Hi I would still look at the Rem SAUM'S as a base you can load it with a mild load of Retumbo and will have no problems with pressures even in extreem pressure variations.
As for cases you can get Norma 300 SAUM cases from Sinclair intl.
the rem cases are verry well suited to 24" barrels.
if you look at a 260AI your pressures may go through the roof in the heat get a larger case run a moderate pressure and slow temperature stable powder and you will be better off.
Thanks Bill, I'll go take a look at Sinclair now - I'd forgotten about them, it had been so long since I ordered items for a new cartridge. Very good thought on Retumbo too, thanks! The wild cat I came up with holds about 7 grains more powder than the .260 and a few grains under the 6.5x.284 if that info helps. Thanks and cheers!
Last edited by email@example.com; 03-16-2008 at 01:05 AM.
Reason: (corrected "cartridge" for "caliber")
My gun smith and I made the forming dies and did all the initial brass forming using Winchester brand .270 WSM cases this past Memorial day weekend. The whole effort turned out to be very simple, albeit a bit labor-intensive.
We ended up turning out 4 dies to push the shoulder back the approximate .300 we were after, with each one coming in on the diameter about 1/4 of the way. So during the transition the case essentially had 2 shoulders. Note: The cases did not to my suprise require any annealing during that process. Howver by the time the (now very long) neck had been formed, the neck was very hard and after trimming, did require annealing before opening it up slightly with the K&M form die, which was followed by the K&M carbide cutter (to remove any doughnut effect, very slight) and now I'm in the process of turning all necks down to slightly over .012 thick.
So the process was very straight forward, in fact once we got the full set of form dies done, I didn't lose a single case out of 300 when pushing the shoulders back.
I have done some preliminary measurements of the final (unfired and slightly undersized at the shoulder) new case. When loaded with the same bullet, both cartridges loaded to an overall length of 2.8 inches, and then compared to a neck-sized only standard .260 Rem loaded with a 140 gr. Partition (I didn't have any Bergers yet), it looks like we are right on the money. The loaded case holds about 8.5 grains more powder when both rounds are kept to 2.8 inches long (1 of my design requirements) and both are loaded with the same 140-gr bullet. Incidentally I got that measurement from loading both cases to the 2.8" overall length, but with no primer - then turning the cases upside down and filling them with a fine-grained W760 powder through the primer hole.
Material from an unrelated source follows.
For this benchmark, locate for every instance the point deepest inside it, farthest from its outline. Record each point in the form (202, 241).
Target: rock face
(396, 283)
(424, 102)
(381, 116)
Then I emptied the case back into the loading pan and measured each amount of powder from the 2 cases. 48.3 grains for the .260 and 56.6 for the new 6.5 round. Once fired it should (if I am estimating correctly) gain another .75 grains of capacity also.
Rifle should be ready this weekend - will let you know how it goes. So far, so good!
Re: My .260 died - need to pick a new 6.5 for Africa!
Scott, first let me congratulate you on your upcoming safari, is it your first? First and foremost before you decide on a cartridge have you consulted SAPS about the firearms import forms or are you using one of the import services for this? It has been 2 years since I have been through SA with guns but at that time the head stamp on your ammunition had to match the chambering stamped on your barrel. That means NO wildcats, and if the law still the same they WILL look at your ammo and rifle and compare stamps, they are VERY thurough. like I said it has been 2 years and the law could have changed but most african countries have a law like this. It might be prudent to check on this before deciding on a chambering.
Secondly what animals do you plan on taking on this hunt? There may be a few animals that the 6.5 is borderline inadequate for, Zebra especially Burchells, depending on where you hunt in SA there may also be the Hartmans or mountain Zebra which are a little smaller but just as tough and Eland are two. If these two are not on the menu then no worries. I am not trying to tell anyone their business just offering advice.